Revolution about a line refers to the process of rotating a shape, like a circle, around a straight line to create a 3-dimensional object. In this exercise, the circle revolves around the vertical line \( x = R \). This line is outside the original circle, with \( R > r \), ensuring the circle does not intersect the axis of rotation.
Imagine tracing the path of the circle as it revolves completely around the line. This movement creates a torus, or a doughnut shape. The center of this doughnut is at \( x = R \), and it is symmetric around this vertical line. Understanding revolution around a line allows us to determine the shape's dimensions and, subsequently, its volume.

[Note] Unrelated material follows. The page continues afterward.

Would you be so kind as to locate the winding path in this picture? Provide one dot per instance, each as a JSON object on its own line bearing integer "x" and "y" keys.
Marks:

The torus formula is a mathematical expression used to calculate the volume of a torus formed by revolving a circular region.
The formula is given by \( V = 2 \times \pi^2 \times r^2 \times (R-r) \). Let's break it down:

• \(r^2\) represents the area of the circular region being revolved.
• \(R-r\) is the distance from the centricity of the circle to the line of revolution, which determines the 'largeness' of the torus.
• \(2\times\pi^2\) is a constant that accounts for the rotation creating a full torus.

This formula is essential as it ties the geometric attributes of the circle and the path it takes during revolution into one useful measurement: volume.

Volume calculation involves using the torus formula with given values. Since the problem did not provide specific numbers for \( R \) and \( r \), the volume remains expressed as \( V = 2 \times \pi^2 \times r^2 \times (R-r) \). This expression represents the potential volume for any circle of radius \( r \) revolving around a line at distance \( R \).
This general formula allows for flexibility. We can plug in different numerical values for \( R \) and \( r \) to find the volume of various tori. Knowing how to use this formula is crucial in applications ranging from engineering to design where exact volumetric calculations are necessary.